Melina’s Chimichurri

melina's chimichurri

Everyone loves Melina’s chimichurri, that bright green put-on-everything Argentinian sauce made with chopped parsley, lots of garlic, olive oil, a hint of heat, and your choice of spices—every family has their own recipe. Chimichurri is just as flexible in how it’s served: drizzle it over chicken, vegetables and fish, though it’s most famously served over grilled cuts of beef, pork, sausages, morcilla y muchas carnes más at a traditional Argentinian asado or barbecue fest.

This chimi recipe comes from Melina Adduci, who is from Buenos Aires and her entire family loves to cook. Check out her parent’s delicious locro, a traditional stew of hominy, meats, and porotos or beans—typically served on national Argentinian holidays and feasts.

Melina now lives in Los Angeles, where she works in film and TV production. She tells this set story starring her sauce: “Fun fact: I worked on the first season of the Discovery show Deadliest Catch and my crew and I brought back Alaska king crab legs. We had a premiere party at our showrunner’s house, and I was asked to make my chimichurri so we could dip our crab legs in it—as some would dip it in butter. It was delicious!”

We honestly would never have thought of chimichurri on crab. Exactly, says Melina. “That’s the versatility of chimi, that you can add it to so many meals.”

Ready to make Melina’s classic Argentinian chimichurri?

Melina’s Chimichurri

Recipe by Melina Adduci
5.0 from 1 vote
Cuisine: Argentinian


Prep time


Cooking time




  • 1/2 cup olive oil, good quality

  • 2 Tbsp red wine vinegar

  • 1/2 cup finely chopped parsley

  • 3 to 4 cloves garlic, finely chopped or minced

  • 1 tsp dried red chile flakes

  • 1/2 tsp smoked paprika

  • 3/4 tsp dried oregano

  • 1 tsp coarse salt

  • 1/2 tsp pepper, to taste


  • Chop your parsley before you start: fine-dice it into the tiniest possible pieces—by hand, NOT in a blender (it gets too mushy and loses texture and flavor).
  • Mix all ingredients together in a bowl.
  • Allow the mixed ingredients to sit for 5 to 10 minutes, to release all of their flavors into the olive oil. Ideally, let your chimichurri marinate for more than 2 hours, if time allows.
  • Before serving, try it. Anything can be adjusted to your taste. Add more salt, more pepper, less or more chile. It’s up to you. Chimichurri can be prepared ahead and refrigerated for up to 24 hours. Enjoy!

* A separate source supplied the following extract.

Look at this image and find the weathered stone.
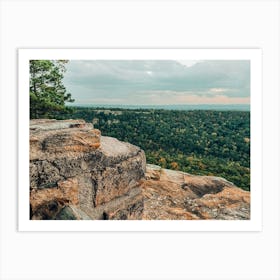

  • Melina says red wine vinegar is the best and only vinegar for chimichurri. You can use lemon juice as a substitution, but only if you must. In her opinion, no other vinegar will do for chimi: not balsamic, not white, not apple cider.
  • “If you’re like me and love the strong flavor of garlic,” says Melina, “use 4 cloves. If you prefer your food on the milder side, start with 2 cloves—and adjust from there.”
  • Melina prefers her parsley medium to chunky chopped. “But finely chopped is the traditional way,” she says.